The shutdown is expected to place tens of thousands of federal workers on furlough, close national parks and monuments, and disrupt services like food assistance and IRS audits. Services like benefit payments and national security operations would go on as usual, and – because of a bipartisan measure passed by both houses of Congress and signed into law by the president late Monday – members of the military will continue to be paid.
As the clock ticked down to midnight, the House announced that it would try to shift decision-making to a bipartisan "conference" of lawmakers from both chambers, but Reid immediately rejected that plan.
“We will not go to conference with a gun to our head," he said.
Due to the time needed for parliamentary procedure, it was clear that the House and Senate would not reach any agreement in time to avert the shutdown. The House was expected to be debating the conference request - and to again approve its already-rejected budget plan -- until after 2 a.m. Tuesday. The Senate recessed until 9:30 a.m. Tuesday.
Less than an hour before the funding deadline, House Republicans were set to formally request a bicameral committee late Monday evening to hash out some middle ground between the Democratic Senate's "clean" government funding bill and the GOP-led House's proposal to delay a key part of Obamacare and nix health care subsidies for congressional staffers.
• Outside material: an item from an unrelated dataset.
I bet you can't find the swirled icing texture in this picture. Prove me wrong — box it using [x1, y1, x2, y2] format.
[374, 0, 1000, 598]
"It means we're the reasonable, responsible actors trying to keep the process alive as the clock ticks past midnight, despite Washington Democrats' refusal - thus far - to negotiate," the GOP aide said.
After the plan was reported, Reid said the Senate wouldn't "go to conference until we get a clean CR,” and accused Republicans of “playing games” at the eleventh hour.
Rep. Chris Van Hollen, D-Md., told reporters the conference plan was simply "a recipe for shutting down the government."
All this comes after the Senate -- for the second time Monday -- rejected a House-passed measure that would have delayed a key provision of Obamacare while funding the government for an additional few weeks.
With just hours to go before the midnight deadline, the Senate swiftly nixed a House-passed government funding proposal late Monday, tossing the legislation back to the lower chamber with unusual speed as the nation careened towards a federal shutdown.